Members of the group vary from those in recovery to those who choose not to drink due to religious or personal reasons.

SiC also plans to educate students on the subject of sobriety and what it means to be sober.

“Our goal in the future is to do educational programming on how to interact with someone that’s sober,” Daily said. “I think there’s such an expectation that when you come to college you’re going to drink. People don’t realize that’s an option.”

Part of the educational programming will include how to interact with someone who chooses to be sober. Seemingly innocent questions can become overbearing when asked frequently.

“When I go to a party, or I go out with my friends, it doesn’t make me less of a person if I don’t have a drink in my hands,” Daily said. “It doesn’t make me less fun. It is just a part of my being that I don’t drink.”

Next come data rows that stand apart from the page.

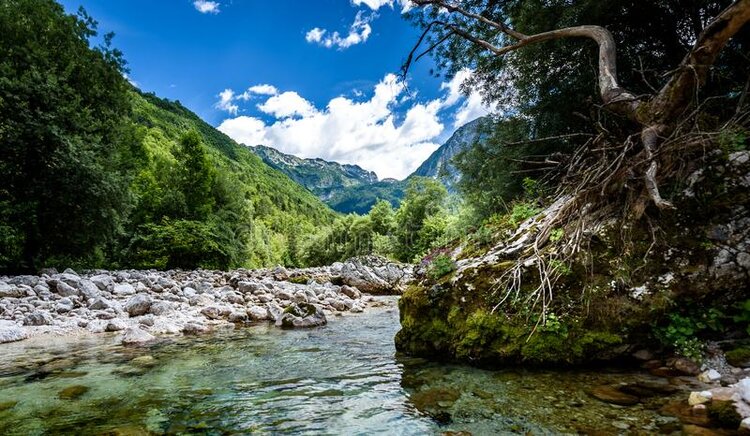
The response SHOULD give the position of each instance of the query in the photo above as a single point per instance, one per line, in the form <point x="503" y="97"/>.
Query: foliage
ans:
<point x="682" y="333"/>
<point x="66" y="135"/>
<point x="441" y="266"/>
<point x="97" y="174"/>
<point x="405" y="234"/>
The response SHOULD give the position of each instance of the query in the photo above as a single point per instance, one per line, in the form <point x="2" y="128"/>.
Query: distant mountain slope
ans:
<point x="322" y="177"/>
<point x="439" y="165"/>
<point x="361" y="198"/>
<point x="279" y="208"/>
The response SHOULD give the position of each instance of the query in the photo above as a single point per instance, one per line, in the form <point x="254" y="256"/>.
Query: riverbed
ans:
<point x="342" y="378"/>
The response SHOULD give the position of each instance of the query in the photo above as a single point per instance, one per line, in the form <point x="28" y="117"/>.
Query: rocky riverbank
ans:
<point x="146" y="304"/>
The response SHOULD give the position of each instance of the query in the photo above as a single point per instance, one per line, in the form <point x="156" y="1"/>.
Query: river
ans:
<point x="344" y="378"/>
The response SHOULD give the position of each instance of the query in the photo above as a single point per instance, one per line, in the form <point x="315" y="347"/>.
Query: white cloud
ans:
<point x="368" y="133"/>
<point x="207" y="7"/>
<point x="286" y="105"/>
<point x="359" y="31"/>
<point x="262" y="89"/>
<point x="472" y="107"/>
<point x="377" y="4"/>
<point x="315" y="35"/>
<point x="225" y="103"/>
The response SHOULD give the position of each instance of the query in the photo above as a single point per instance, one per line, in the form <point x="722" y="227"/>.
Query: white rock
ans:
<point x="709" y="376"/>
<point x="124" y="289"/>
<point x="699" y="397"/>
<point x="66" y="290"/>
<point x="11" y="332"/>
<point x="743" y="388"/>
<point x="138" y="305"/>
<point x="134" y="335"/>
<point x="257" y="313"/>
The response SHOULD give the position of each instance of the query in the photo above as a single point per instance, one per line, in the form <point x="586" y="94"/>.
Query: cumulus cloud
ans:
<point x="472" y="106"/>
<point x="359" y="31"/>
<point x="287" y="104"/>
<point x="377" y="4"/>
<point x="226" y="102"/>
<point x="369" y="133"/>
<point x="207" y="7"/>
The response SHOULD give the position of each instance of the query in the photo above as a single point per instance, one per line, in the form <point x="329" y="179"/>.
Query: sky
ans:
<point x="310" y="78"/>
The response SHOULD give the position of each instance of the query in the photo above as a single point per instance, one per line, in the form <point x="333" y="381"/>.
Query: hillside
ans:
<point x="322" y="177"/>
<point x="276" y="209"/>
<point x="439" y="165"/>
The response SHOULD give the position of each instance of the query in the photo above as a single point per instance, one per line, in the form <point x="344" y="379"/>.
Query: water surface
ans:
<point x="344" y="378"/>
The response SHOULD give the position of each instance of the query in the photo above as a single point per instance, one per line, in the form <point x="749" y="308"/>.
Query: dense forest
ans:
<point x="95" y="173"/>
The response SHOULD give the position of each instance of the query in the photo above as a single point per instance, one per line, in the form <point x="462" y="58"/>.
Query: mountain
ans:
<point x="439" y="165"/>
<point x="259" y="209"/>
<point x="322" y="177"/>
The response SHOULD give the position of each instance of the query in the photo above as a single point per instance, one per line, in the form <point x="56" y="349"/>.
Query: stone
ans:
<point x="238" y="317"/>
<point x="11" y="332"/>
<point x="709" y="376"/>
<point x="743" y="388"/>
<point x="161" y="308"/>
<point x="138" y="305"/>
<point x="103" y="281"/>
<point x="88" y="289"/>
<point x="284" y="295"/>
<point x="301" y="315"/>
<point x="72" y="392"/>
<point x="211" y="312"/>
<point x="66" y="290"/>
<point x="610" y="394"/>
<point x="257" y="313"/>
<point x="699" y="398"/>
<point x="115" y="325"/>
<point x="37" y="318"/>
<point x="193" y="328"/>
<point x="10" y="291"/>
<point x="65" y="305"/>
<point x="123" y="289"/>
<point x="351" y="292"/>
<point x="136" y="336"/>
<point x="146" y="361"/>
<point x="686" y="366"/>
<point x="100" y="303"/>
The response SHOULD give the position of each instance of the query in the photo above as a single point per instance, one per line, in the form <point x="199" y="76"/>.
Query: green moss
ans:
<point x="739" y="356"/>
<point x="724" y="414"/>
<point x="300" y="280"/>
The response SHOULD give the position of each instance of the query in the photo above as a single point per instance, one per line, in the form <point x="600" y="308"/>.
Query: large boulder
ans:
<point x="375" y="275"/>
<point x="66" y="290"/>
<point x="11" y="332"/>
<point x="136" y="336"/>
<point x="138" y="305"/>
<point x="37" y="318"/>
<point x="11" y="291"/>
<point x="301" y="315"/>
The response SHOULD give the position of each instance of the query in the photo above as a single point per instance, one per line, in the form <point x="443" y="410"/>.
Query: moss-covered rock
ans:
<point x="618" y="294"/>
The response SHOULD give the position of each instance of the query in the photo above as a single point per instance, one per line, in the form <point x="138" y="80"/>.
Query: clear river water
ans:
<point x="344" y="378"/>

SiC may be in its beginning stages, but founders have big ambitions for the future of the group.

“One of the coolest things they’ve talked about is having a Sober in College resource center, just like the LGBTQ (Resource Center). You know, a safe place for people like us to hang out and call our own,” Abrams said.

Daily said that, as a founder of SiC, she feels that sobriety, whether for religious, personal or recovery reasons, remains an underrepresented population on the campus.

“There’s so many of us on campus and we need to have our voices heard — that there are other options, that you don’t have to drink in college, that you can be sober,” Daily said.

SiC intends to provide social events for students that do not involve drinking.

“It’s very open to all allies, so even if you drink and you want to come to our club and be supportive, it’s just not using, not glorifying drinking, not putting down others for not drinking, and being sober in that time and place, so it’s very open to everyone,” Daily said.